JPMorgan adds its voice to the growing calls for using bitcoin as a way for investors to diversify their portfolios.
Analysts have been singing bitcoin’s praises, saying the cryptocurrency could be used as a hedge against fluctuations in traditional assets such as stocks, bonds, and commodities.
However, JPMorgan strategists urge investors to be cautious in their approach and only make small bets on bitcoin so that they don’t suffer major losses should the price of BTC take a major hit and drop substantially.
JPMorgan’s strategists believe that investors should allocate 1% of the portfolio to bitcoin.
“In a multi-asset portfolio, investors can likely add up to 1% of their allocation to cryptocurrencies in order to achieve any efficiency gain in the overall risk-adjusted returns of the portfolio.”
Last November, bitcoin bull and Galaxy Digital founder Mike Novogratz said “everyone should put 2% to 3% of their net worth in bitcoin and look at it in five years, and it’s going to be a whole lot more.”
Bitcoin was the best-performing institutional asset in 2020, and recently reached a market valuation of more than $1 trillion though it has now dropped to less than $900 billion.

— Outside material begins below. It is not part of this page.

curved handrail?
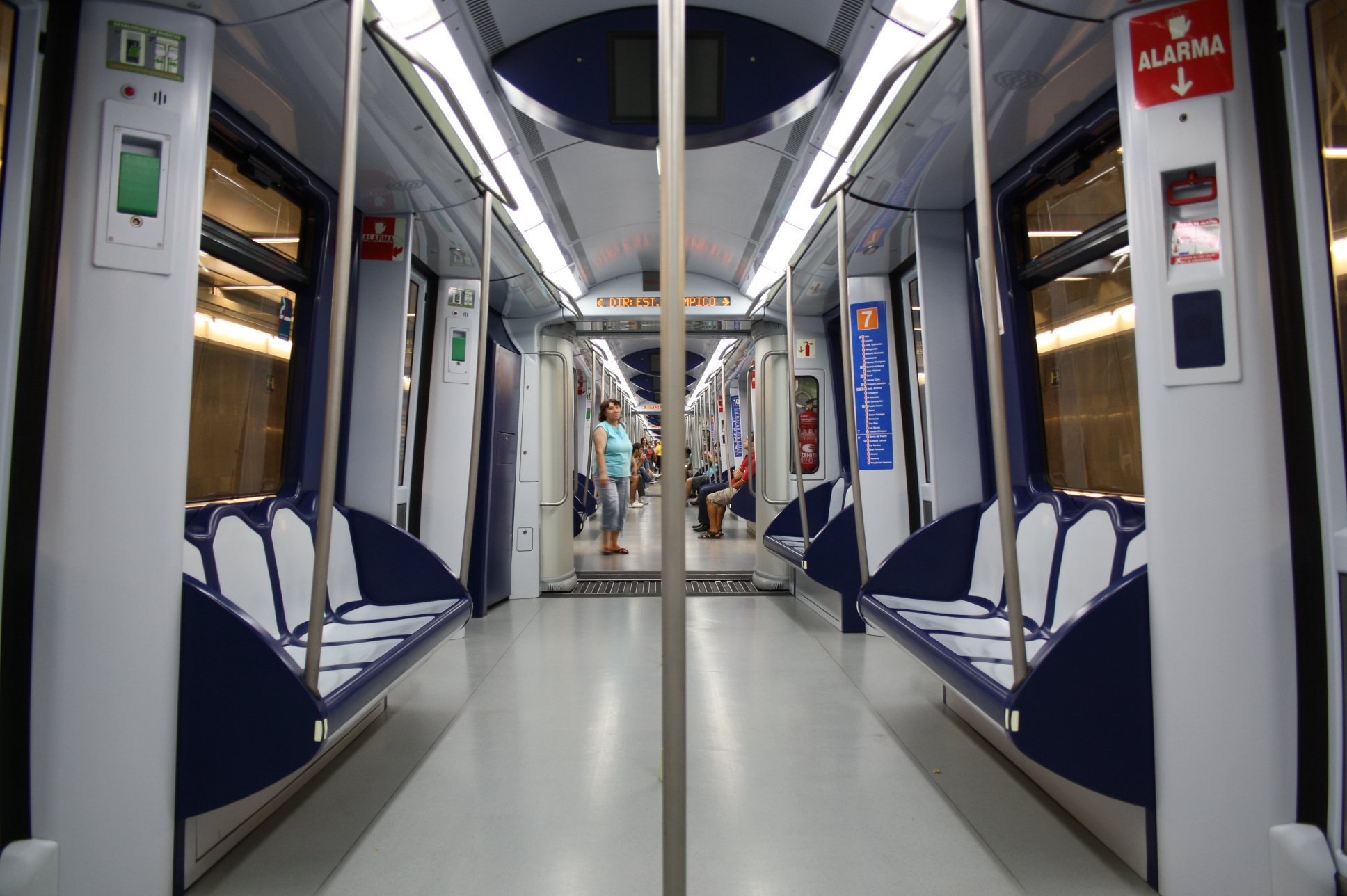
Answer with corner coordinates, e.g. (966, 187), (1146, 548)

JPMorgan, with a valuation of $449 billion, is the largest bank in the world by market cap.
Despite being new and volatile, cryptocurrencies are a good hedge because they are uncorrelated with other assets.
Reducing the volatility of equity portfolios
Roberto Perli and Benson Durham, former Federal Reserve economists now at the macro-research firm Cornerstone Macro ran calculations that found out that digital assets can reduce the volatility of equity portfolios.

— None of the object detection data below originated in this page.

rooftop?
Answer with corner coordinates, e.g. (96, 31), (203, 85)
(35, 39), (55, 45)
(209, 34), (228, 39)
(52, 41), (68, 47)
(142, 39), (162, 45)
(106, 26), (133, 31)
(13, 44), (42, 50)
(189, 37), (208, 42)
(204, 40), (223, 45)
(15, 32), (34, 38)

JPMorgan added that there is a limit to the usefulness of digital assets.
“Cryptocurrencies are investment vehicles and not funding currencies,” said JPMorgan strategists.

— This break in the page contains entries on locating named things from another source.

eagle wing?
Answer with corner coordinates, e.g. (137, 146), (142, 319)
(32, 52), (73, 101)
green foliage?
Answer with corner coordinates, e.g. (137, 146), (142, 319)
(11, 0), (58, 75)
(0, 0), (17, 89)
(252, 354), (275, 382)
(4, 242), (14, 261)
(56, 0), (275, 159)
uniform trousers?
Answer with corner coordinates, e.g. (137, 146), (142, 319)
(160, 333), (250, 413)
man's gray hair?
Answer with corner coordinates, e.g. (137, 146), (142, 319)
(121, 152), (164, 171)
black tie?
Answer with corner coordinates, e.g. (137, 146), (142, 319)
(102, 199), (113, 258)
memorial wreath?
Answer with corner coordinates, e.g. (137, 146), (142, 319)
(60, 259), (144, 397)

“So when looking to hedge a macro event with a currency, we recommend a hedge through funding currencies like the yen or U.S. dollar instead.”
In an interview with CNBC, Ark Investment Management Founder and CEO Cathie Wood said that if all corporations were to convert 10% of their cash reserves into Bitcoin, it would add $200K to the digital asset’s price.
Corporations embrace bitcoin
When carmaker Tesla revealed last month that it had bought $1.5 billion worth of bitcoins, the investment represented about 8% of the company’s cash reserves.
Software firm MicroStrategy has bet more than $2 billion on bitcoin. Other traditional companies such as BNY Mellon are starting to dip their feet in bitcoin.
The demand for bitcoin is greater than the supply, said Annabelle Huang, a partner at Amber Group.
“Through the insatiable buy-side pressure from exchange-traded fund issuers, close-ended funds and large public corporations adding Bitcoin to their positions, demand is massively outstripping supply.”